Una vía que parece razonable sería la de fijar para todos los nuevos contratos el número de días de indemnización por despido por año trabajado en un número, el que acuerden los agentes sociales o, si no hay acuerdo, el que fije el Gobierno, aunque con unas variaciones importantes, ya que las empresas pagarían cada mes a la Seguridad Social la parte correspondiente a cada uno de sus trabajadores y la Seguridad Social lo apuntaría en una cuenta individual de cada trabajador que, en caso de ser despedido, empezaría por recibir la cantidad que le correspondiera con cargo a su cuenta individual y sólo seguiría percibiendo la prestación una vez agotada su cuenta si, de acuerdo con la legislación actualmente vigente, siguiera teniendo derecho a la prestación. Esta cuenta individual no se reduciría en el caso de que el trabajador cambiara de empresa, lo que promovería el cambio de empresa cuando fuera de interés del trabajador ya que no se verían mermados sus derechos acumulados y, simultáneamente, incentivaría la búsqueda activa de un nuevo trabajo a los parados, ya que una vez incorporados a un nuevo trabajo su cuenta individual volvería a incrementarse a partir del saldo que tuviera, en vez de continuar reduciéndose.
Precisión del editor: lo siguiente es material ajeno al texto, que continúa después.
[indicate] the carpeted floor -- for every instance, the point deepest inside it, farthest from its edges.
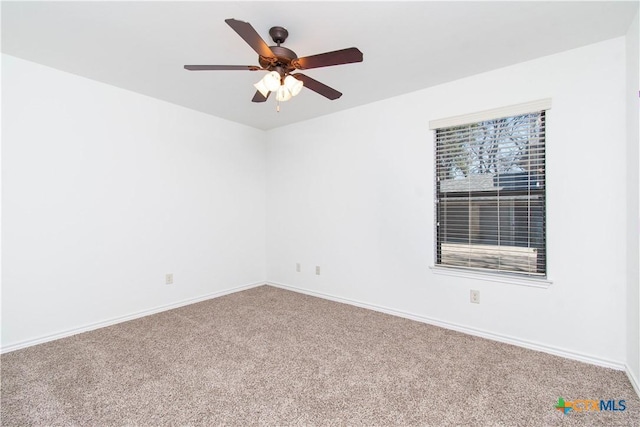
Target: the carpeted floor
(267, 356)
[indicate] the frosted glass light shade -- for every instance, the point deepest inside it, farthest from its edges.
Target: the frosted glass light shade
(294, 85)
(283, 94)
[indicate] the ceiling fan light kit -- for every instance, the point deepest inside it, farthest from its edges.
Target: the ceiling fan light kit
(281, 62)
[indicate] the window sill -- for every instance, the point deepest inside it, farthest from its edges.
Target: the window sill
(492, 277)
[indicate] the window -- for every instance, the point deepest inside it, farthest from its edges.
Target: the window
(490, 192)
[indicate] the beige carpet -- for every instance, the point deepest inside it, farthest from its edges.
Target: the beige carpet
(267, 356)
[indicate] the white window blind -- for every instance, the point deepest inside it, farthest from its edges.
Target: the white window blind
(490, 193)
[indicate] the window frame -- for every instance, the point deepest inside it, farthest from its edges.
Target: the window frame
(526, 278)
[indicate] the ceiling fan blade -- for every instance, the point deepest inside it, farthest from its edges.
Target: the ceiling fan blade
(221, 67)
(337, 57)
(250, 35)
(318, 87)
(258, 97)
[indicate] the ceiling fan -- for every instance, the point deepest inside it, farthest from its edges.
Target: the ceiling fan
(281, 63)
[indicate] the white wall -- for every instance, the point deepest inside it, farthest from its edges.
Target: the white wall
(633, 193)
(104, 191)
(353, 193)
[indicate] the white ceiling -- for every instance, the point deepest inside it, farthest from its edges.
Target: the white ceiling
(407, 46)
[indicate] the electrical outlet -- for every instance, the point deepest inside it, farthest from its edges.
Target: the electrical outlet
(475, 296)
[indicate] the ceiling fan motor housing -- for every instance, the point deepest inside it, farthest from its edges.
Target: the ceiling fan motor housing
(282, 60)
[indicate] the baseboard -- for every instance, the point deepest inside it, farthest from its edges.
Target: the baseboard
(464, 329)
(120, 319)
(633, 380)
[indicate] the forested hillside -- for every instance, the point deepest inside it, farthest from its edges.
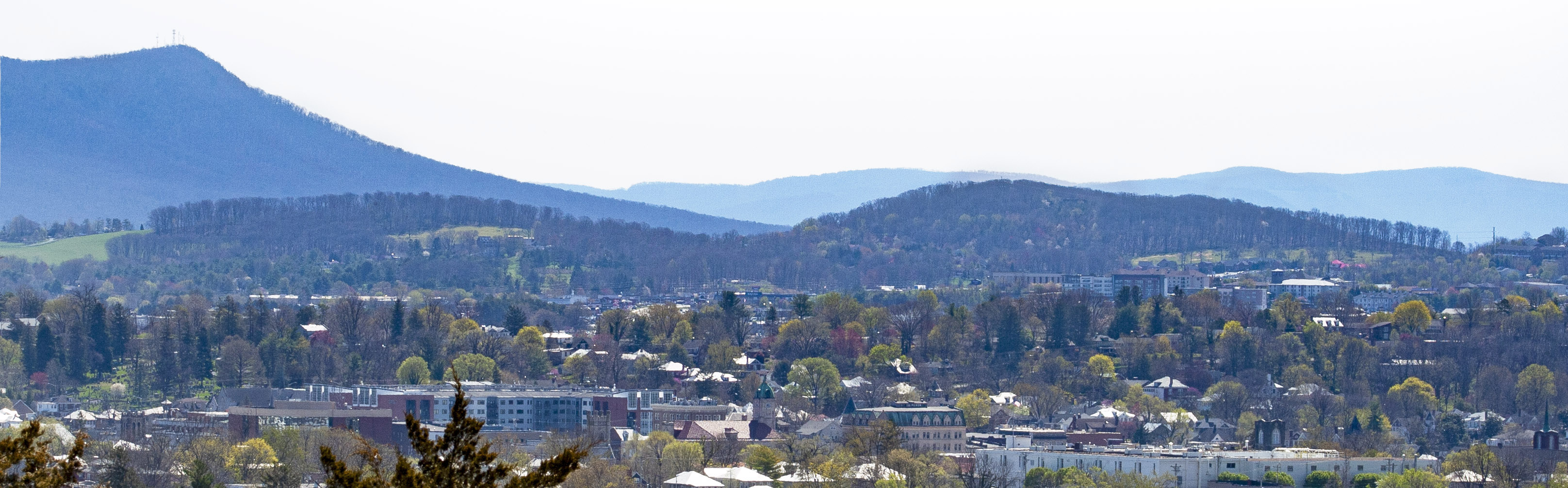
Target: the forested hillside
(163, 126)
(929, 236)
(796, 198)
(1448, 198)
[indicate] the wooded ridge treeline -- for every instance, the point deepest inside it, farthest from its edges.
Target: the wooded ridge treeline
(927, 236)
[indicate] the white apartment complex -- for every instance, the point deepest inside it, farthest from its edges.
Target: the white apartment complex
(1188, 467)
También deberían modificarse las funciones que realmente hacen las oficinas del INEM, para dirigirlas a la búsqueda activa de empleo. Un modelo del que se podrían sacar bastantes enseñanzas es el danés, que da unas prestaciones superiores al nuestro a aquellas personas que buscan activamente empleo (dinerarias, pero también de formación profesional y de guía para la búsqueda de un nuevo empleo) que quedan reducidas a una quinta parte en la prestación económica en el caso de que el desempleado no busque trabajo de forma activa.

Finalmente, es necesaria una modificación legal que erradique el trabajo sin contrato ni alta en la Seguridad Social. La modificación tiene que penalizar mucho el incumplimiento de los empresarios, pero simultáneamente facilitar al máximo el alta de los trabajadores, incluso cuando sea por un solo día o unas horas, para lo que podrían ser un ejemplo los bonos que ha introducido el Gobierno italiano, que permiten pagar estos trabajos esporádicos simplemente entregando el bono por el importe correspondiente al trabajador que puede cobrar en efectivo el importe que le corresponde en las oficinas de correos, que al tramitarlos añaden los datos correspondientes en las bases de datos de la Seguridad Social, ya que al comprar el bono el empleador ha pagado, además del salario neto que recibirá el trabajador, los importes correspondientes a la Seguridad Social y a la retención estándar del IRPF que exista para este tipo de forma de pago.